Railroad protective liability insurance is a unique product to the rail industry.  Contractors and vendors purchase it to protect their railroad clients.  In fact, almost all railroads require some type of insurance before they will allow work to be done by others on their property.  Railroad protective liability insurance is a common product used to satisfy the requirements of a railroad risk transference program.

Congress has also mandated the use of railroad protective insurance by statute.  23 C.F.R. § 646.107 provides:

§ 646.107 Railroad protective insurance. 

In connection with highway projects for the elimination of hazards of

railroad-highway crossings and other highway construction projects located

in whole or in part within railroad right-of-way, railroad protective liability

insurance shall be purchased on behalf of the railroad by the contractor.

The standards for railroad protective insurance  established by

§§ 646.109 through 646.111 shall be adhered to insofar as the

insurance laws of the State will permit.

 

(Emphasis added).  As the stated, such insurance must be purchased for highway projects at or near railroad tracks.  Standard insurance forms are commonly used for underwriting.  This includes coverage for general liability; damage to the railroad’s rolling stock, track and other property; and liability under the Federal Employers Liability Act (FELA).

Railroad protective liability insurance is a clever risk transference product that serves a useful public and private purpose.  See, e.g.

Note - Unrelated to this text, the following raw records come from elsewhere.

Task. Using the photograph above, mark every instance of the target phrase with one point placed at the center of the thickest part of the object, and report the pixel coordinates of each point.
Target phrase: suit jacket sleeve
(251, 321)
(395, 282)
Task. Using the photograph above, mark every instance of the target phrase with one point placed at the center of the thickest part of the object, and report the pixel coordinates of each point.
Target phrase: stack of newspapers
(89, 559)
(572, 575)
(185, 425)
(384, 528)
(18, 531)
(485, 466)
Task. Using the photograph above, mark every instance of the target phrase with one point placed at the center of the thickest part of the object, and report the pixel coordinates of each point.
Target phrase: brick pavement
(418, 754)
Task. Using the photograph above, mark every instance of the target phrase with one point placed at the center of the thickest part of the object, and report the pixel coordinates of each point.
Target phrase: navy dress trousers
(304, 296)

St. Paul Fire & Marine Ins. Co. v. CSX Transp., Inc., 502 F. Supp. 2d 792, 799 (C.D. Ill. 2007) (a railroad protective liability policy provides coverage for injuries arising out of acts or omissions of either the insured or the designated contractor) and  Steadfast Ins. Co. v. Liberty Mut. Ins. Co., 2000 WL 288382, at *1 (E.D.Pa.2000) (this type of policy applies to liability for bodily injury which is related to or in connection with the “work” described in the declarations).